The girl seemed to shrink a little at her tone. “Oh, ma’am—no! To me! No, ma’am! He wouldn’t ...”
“But he is a great friend of yours?”
Kern raised a hand to her heart, understanding only too much that was not so. It was a glorious moment for her, and a terrible one.
“No, ma’am,” said she, shaking her head a number of times. “I’m only his charity sick.”
She added, as if to make the repudiation complete: “Mr. V.V.’s friends are ladies, ma’am.”
“Mr. V.V.?”
Confronted by her damning slip, the young person turned scarlet, but she stood her ground with a little gasp.
“A nickname, ma’am, that all his sick call him by....”
A fair enough rally, no doubt, but on the whole it accomplished nothing. Just in the middle of it, the lady had shut the door in the small vulgarian’s face.
Carlisle clutched the two letters to her breast. The door having been shut, she was alone in the world. She went up two flights in the Sunday afternoon stillness, and locked herself in her room. Mamma should not enter here on her gliding heels.
So this, after all, was what he meant by “seeing.” Having decoyed her with false hopes for five days, he struck from ambush, giving her no chance to speak for herself. Well, she would be hard, too. She would make no answer, and when he spoke, she would deny ...

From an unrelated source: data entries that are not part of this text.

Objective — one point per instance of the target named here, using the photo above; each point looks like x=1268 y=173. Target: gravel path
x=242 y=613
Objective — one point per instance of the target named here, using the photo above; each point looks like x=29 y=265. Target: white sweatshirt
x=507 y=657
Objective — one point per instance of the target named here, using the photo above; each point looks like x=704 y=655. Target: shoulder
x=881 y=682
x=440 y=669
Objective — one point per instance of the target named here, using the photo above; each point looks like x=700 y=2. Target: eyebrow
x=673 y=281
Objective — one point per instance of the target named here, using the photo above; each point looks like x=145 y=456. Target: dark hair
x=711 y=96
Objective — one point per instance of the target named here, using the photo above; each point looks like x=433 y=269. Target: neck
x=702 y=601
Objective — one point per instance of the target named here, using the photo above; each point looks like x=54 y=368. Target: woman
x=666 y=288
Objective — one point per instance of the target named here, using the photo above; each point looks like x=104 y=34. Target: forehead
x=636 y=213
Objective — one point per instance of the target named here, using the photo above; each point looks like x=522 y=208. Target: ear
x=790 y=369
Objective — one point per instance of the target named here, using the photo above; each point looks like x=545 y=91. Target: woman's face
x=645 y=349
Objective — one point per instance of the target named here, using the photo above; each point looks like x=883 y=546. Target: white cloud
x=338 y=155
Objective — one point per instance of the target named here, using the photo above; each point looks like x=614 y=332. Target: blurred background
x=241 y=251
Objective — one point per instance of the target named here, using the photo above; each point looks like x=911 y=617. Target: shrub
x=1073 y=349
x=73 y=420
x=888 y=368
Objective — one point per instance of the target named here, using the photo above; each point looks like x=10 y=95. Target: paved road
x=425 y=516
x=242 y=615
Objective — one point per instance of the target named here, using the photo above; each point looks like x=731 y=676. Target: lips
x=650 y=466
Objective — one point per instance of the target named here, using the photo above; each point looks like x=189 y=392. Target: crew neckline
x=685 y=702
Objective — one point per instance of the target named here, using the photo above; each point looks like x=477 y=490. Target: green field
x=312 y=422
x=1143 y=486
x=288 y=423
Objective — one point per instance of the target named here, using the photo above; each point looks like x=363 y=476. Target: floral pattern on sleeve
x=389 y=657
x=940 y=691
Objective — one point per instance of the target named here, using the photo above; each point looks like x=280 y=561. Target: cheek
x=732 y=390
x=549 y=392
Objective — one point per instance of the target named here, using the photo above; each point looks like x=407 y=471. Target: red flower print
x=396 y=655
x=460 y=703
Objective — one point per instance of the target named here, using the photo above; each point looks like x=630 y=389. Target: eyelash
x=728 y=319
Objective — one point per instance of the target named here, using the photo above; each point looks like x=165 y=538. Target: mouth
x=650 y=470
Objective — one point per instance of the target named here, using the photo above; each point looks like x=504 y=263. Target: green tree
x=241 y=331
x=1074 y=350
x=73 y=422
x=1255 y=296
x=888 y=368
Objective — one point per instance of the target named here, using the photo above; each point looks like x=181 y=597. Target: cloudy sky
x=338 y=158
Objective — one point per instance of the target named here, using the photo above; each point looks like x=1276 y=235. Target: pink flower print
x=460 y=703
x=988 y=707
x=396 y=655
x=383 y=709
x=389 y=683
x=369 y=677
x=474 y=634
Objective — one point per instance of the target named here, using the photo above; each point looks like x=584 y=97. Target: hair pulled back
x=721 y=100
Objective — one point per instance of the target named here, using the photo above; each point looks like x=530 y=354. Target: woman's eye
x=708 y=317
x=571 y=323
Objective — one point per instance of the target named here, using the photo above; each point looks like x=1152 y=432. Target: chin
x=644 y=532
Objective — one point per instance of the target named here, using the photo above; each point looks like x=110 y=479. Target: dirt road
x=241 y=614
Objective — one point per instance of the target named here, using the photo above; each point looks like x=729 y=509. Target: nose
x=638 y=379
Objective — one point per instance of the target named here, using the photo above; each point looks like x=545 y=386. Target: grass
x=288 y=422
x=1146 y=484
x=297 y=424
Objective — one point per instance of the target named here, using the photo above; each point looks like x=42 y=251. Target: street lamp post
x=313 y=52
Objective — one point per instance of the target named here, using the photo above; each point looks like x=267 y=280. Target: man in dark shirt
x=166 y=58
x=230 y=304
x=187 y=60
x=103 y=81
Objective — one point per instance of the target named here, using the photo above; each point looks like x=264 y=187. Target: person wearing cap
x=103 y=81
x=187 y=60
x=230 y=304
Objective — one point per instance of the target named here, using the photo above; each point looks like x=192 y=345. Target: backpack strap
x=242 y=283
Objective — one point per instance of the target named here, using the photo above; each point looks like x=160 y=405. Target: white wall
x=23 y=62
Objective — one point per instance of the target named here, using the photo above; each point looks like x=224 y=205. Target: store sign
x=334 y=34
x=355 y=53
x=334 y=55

That the worst had now come to the worst, she had not entertained a doubt. Accordingly the emotional revulsion was strong when, breaking open the envelope with cold fingers, Carlisle found that the letter within was in a different handwriting from the superscription. It was not from Dr. Vivian at all.
However, her instant uprush of relief was somewhat mitigated when she saw—as she did in the first glance, for this hand had been not unfamiliar to her once—that the letter Vivian enclosed to her was from Jack Dalhousie.

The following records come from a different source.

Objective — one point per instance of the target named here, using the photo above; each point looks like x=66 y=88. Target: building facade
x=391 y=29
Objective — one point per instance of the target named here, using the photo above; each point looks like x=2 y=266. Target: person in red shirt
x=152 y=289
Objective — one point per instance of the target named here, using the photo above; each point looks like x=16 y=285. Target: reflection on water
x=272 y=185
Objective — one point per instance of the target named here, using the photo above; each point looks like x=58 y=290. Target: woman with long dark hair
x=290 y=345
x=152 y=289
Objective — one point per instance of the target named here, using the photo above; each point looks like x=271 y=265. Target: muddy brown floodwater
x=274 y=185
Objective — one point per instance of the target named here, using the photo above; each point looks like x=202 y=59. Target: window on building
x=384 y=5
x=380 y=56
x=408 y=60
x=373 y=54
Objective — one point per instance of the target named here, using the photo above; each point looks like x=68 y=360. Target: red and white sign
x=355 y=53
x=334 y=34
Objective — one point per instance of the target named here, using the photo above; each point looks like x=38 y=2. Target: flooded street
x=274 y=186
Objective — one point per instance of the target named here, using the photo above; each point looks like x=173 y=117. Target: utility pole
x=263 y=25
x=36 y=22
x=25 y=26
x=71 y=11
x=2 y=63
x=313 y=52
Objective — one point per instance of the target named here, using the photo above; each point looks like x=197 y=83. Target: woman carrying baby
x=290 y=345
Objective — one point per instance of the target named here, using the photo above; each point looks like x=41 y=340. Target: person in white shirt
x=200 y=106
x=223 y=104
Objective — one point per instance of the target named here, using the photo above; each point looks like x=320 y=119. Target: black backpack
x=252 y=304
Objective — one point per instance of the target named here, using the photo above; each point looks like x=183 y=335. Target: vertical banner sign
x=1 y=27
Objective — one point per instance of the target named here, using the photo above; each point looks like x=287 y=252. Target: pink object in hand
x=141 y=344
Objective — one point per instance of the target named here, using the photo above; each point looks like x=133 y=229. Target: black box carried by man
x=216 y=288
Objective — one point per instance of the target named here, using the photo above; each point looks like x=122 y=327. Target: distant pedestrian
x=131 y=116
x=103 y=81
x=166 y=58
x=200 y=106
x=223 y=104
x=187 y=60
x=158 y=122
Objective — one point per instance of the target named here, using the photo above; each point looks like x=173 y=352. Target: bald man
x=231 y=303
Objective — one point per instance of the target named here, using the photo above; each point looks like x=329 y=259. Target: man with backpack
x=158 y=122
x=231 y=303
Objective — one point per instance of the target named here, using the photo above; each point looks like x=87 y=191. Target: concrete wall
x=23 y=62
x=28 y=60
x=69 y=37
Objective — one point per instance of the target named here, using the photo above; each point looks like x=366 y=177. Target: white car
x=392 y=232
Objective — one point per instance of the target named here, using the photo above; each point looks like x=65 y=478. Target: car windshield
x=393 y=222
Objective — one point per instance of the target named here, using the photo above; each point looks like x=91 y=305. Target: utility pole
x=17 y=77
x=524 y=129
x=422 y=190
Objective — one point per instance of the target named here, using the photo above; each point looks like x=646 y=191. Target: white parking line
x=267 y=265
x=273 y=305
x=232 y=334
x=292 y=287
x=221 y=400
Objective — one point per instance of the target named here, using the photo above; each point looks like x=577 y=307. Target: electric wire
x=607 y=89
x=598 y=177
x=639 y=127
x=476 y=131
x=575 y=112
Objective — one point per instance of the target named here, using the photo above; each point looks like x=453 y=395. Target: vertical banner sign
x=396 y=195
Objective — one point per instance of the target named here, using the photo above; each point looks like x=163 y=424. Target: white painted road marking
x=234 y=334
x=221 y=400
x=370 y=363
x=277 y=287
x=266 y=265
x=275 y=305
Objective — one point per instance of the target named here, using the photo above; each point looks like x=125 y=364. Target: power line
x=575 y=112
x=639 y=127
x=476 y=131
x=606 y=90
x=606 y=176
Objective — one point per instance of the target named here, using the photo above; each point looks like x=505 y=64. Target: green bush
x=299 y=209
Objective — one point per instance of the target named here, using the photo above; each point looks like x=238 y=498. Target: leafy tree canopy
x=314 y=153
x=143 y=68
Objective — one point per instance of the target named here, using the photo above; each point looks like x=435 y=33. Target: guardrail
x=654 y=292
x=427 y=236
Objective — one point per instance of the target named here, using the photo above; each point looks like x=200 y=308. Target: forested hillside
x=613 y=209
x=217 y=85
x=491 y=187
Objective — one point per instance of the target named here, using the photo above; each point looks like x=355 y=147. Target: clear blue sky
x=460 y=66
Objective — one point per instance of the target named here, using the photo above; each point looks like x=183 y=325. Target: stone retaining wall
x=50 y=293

Standing rigid by the window, she read with parted lips:
WEYMOUTH, May 14th.
DEAR V.V.:
I’d have answered your letter earlier only I haven’t had any heart for writing letters. Fate has knocked me out again. God knows I’ve tried, and cut out the drink, and worked hard, and suffered agonies of the damned, but it doesn’t do any good. The world isn’t big enough for people like me to hide in, and the only thing I can’t understand is why people like me are ever born. What’s the use of it all, V.V., I can’t see to save my life. The trouble all came from a fellow named Bellows, from home, a machinery salesman with T.B. Wicke Sons, you may know him, who dropped off the train here a week ago Saturday.